In Fairfield everything is coming up green
Green is the “in” color today—in fashion, in spring, but especially in life. Going green has never been more apparent or more relevant, with eco-friendly practices coloring our everyday lives and creating a new culture of sustainability. In fact, it is surprising to see what sustainable practices have become mainstream.
In Fairfield, a variety of movers and shakers support this new “green” culture by offering ways for all of us to live better. Take Lee Ganim, for instance, president of Ganim’s Garden Center & Florist. In the gardening business for over 40 years, Ganim has noticed a shift in customer awareness and concern for the environment. “We are proud to be on the cutting edge of organic alternatives,” he says. “We insist that the plants we grow and pest management that may be needed be organic in origin. After all, we are what we eat, and that matters more than people realize.”
The owners of Centro Restaurant agree, buying up local produce for their patrons. And let’s not forget the Shack Hometown Grille, whose monthly gathering—Fairfield Green Drinks—gives locals a chance to share information about sustainability.
Green choices are also available in businesses not typically thought of as eco-friendly. At Salon V, owner Michelle Varrone uses strips of paper instead of aluminum foil when highlighting hair. The salon also sells a vegan shampoo that is gluten/paraben/sulfate/and sodium chloride–free, with no artificial preservatives. Clients love the “Go Green and Save Green” refilling station, where empty bottles of qualifying shampoos can be refilled at a fraction of the cost of a new bottle—cutting down on waste, too.
Even pets are getting in on the action. Choice Pet Supply’s district manager Lawrence Bocchiere says that customers prefer natural products. “Choice Pet Supply has been specializing in all-natural, eco-friendly products since before it was a mainstream idea.” Natural Pet Outlet in Bridgeport also carries everything from human-grade pet foods to biodegradable waste bags to sewer-safe cat litters.

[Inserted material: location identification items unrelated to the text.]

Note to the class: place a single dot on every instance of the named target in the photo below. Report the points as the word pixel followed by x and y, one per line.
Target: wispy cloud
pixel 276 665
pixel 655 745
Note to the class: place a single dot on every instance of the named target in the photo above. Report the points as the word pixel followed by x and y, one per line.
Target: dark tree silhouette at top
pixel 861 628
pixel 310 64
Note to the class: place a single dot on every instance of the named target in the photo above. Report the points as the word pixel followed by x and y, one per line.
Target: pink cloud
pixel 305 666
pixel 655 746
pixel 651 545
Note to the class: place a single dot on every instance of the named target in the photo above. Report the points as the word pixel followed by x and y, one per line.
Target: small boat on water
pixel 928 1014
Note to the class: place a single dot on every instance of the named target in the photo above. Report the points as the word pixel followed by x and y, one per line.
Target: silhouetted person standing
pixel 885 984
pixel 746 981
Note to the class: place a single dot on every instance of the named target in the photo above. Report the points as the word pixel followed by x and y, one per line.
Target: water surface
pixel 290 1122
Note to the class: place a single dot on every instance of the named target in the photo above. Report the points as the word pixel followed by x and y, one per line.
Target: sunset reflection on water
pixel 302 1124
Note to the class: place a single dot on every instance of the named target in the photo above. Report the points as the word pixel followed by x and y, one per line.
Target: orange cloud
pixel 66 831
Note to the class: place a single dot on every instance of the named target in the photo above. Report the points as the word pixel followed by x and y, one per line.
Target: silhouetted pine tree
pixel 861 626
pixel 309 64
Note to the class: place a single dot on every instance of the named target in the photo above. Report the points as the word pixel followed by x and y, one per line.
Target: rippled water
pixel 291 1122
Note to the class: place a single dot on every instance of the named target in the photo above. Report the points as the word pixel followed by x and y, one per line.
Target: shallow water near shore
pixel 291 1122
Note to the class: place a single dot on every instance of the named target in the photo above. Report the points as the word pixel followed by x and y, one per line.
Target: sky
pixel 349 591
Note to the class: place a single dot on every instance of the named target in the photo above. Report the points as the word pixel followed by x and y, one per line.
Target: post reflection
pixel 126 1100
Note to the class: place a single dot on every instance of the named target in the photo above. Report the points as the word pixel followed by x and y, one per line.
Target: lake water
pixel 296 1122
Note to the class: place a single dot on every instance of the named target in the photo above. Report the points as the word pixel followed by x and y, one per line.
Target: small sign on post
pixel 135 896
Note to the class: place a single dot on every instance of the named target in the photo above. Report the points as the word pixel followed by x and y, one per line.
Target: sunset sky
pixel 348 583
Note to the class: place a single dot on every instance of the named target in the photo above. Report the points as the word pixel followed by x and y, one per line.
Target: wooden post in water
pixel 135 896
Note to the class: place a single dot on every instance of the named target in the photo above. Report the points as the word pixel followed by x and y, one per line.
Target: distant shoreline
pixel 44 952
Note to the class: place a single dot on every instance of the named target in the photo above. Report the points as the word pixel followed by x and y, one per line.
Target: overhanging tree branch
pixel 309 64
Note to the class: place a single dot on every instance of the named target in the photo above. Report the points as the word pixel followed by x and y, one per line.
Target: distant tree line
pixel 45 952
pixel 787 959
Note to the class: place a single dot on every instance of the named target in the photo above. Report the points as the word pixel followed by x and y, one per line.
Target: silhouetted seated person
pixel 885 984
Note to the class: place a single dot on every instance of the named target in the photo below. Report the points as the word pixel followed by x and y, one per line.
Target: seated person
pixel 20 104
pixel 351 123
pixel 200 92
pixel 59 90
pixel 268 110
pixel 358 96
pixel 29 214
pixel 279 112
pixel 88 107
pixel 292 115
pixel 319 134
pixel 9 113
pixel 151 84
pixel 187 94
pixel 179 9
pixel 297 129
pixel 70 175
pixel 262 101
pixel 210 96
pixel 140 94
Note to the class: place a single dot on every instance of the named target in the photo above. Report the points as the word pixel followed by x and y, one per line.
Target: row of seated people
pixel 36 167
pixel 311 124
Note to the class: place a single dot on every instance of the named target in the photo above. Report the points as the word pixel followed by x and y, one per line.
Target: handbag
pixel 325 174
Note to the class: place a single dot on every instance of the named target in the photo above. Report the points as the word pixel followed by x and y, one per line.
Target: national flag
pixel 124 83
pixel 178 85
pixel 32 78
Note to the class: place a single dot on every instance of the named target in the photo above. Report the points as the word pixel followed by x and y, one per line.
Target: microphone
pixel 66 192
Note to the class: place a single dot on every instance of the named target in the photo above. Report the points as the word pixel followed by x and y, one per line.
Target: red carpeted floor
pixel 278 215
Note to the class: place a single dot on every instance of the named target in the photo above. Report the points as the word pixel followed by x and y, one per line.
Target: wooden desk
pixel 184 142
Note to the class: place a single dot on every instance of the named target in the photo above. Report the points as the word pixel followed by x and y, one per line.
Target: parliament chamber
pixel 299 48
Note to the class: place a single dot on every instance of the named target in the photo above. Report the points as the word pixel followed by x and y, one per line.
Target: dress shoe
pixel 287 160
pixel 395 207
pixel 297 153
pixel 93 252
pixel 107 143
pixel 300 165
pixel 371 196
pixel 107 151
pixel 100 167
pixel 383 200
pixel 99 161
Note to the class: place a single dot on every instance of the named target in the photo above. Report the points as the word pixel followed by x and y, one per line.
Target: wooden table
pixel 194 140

Greenskeeper Lawn Care president Joseph Konkol says the demand for organic lawn care and the company’s natural garlic application to control ticks has increased. Natural sulfurs in garlic repel and kill ticks, says Konkol, and the application is much healthier than traditional applications. “The all-natural liquid garlic also controls mosquitoes, fleas, and gnats. Unlike other chemicals, it doesn’t affect bees or butterflies and is completely safe for children, fish, birds, dogs, cats, and other pets,” he adds.
And it’s not just businesses that are a part of this trend. Edward Boman, assistant director of public works, has been involved in the building blocks of Fairfield’s sustainable infrastructure. Town government led the way 15 years ago with its first Energy Management Plan that reduced Fairfield’s electric usage by over 20 percent and provided for the conversion to clean, natural gas from diesel fuel for heat. Bowman adds, “Fairfield has spent 15 years making its water-pollution control facility a sustainable showcase. Benefits include dramatically reducing nitrogen and other chemicals prior to discharge into Long Island Sound. Clean air is ensured by passing every gas produced through a bio-filter of recycled woodchips so that all sulfur and nitrogen is captured.”
Boman underscored that businesses such as Fairfield-based Bigelow Tea Company, Stop & Shop, and Fairfield University support sustainability and that 1,500 homeowners have opted for a “green” electricity option. “I believe the green message is becoming such a part of Fairfield life, that it is almost chosen automatically by our citizens,” he says.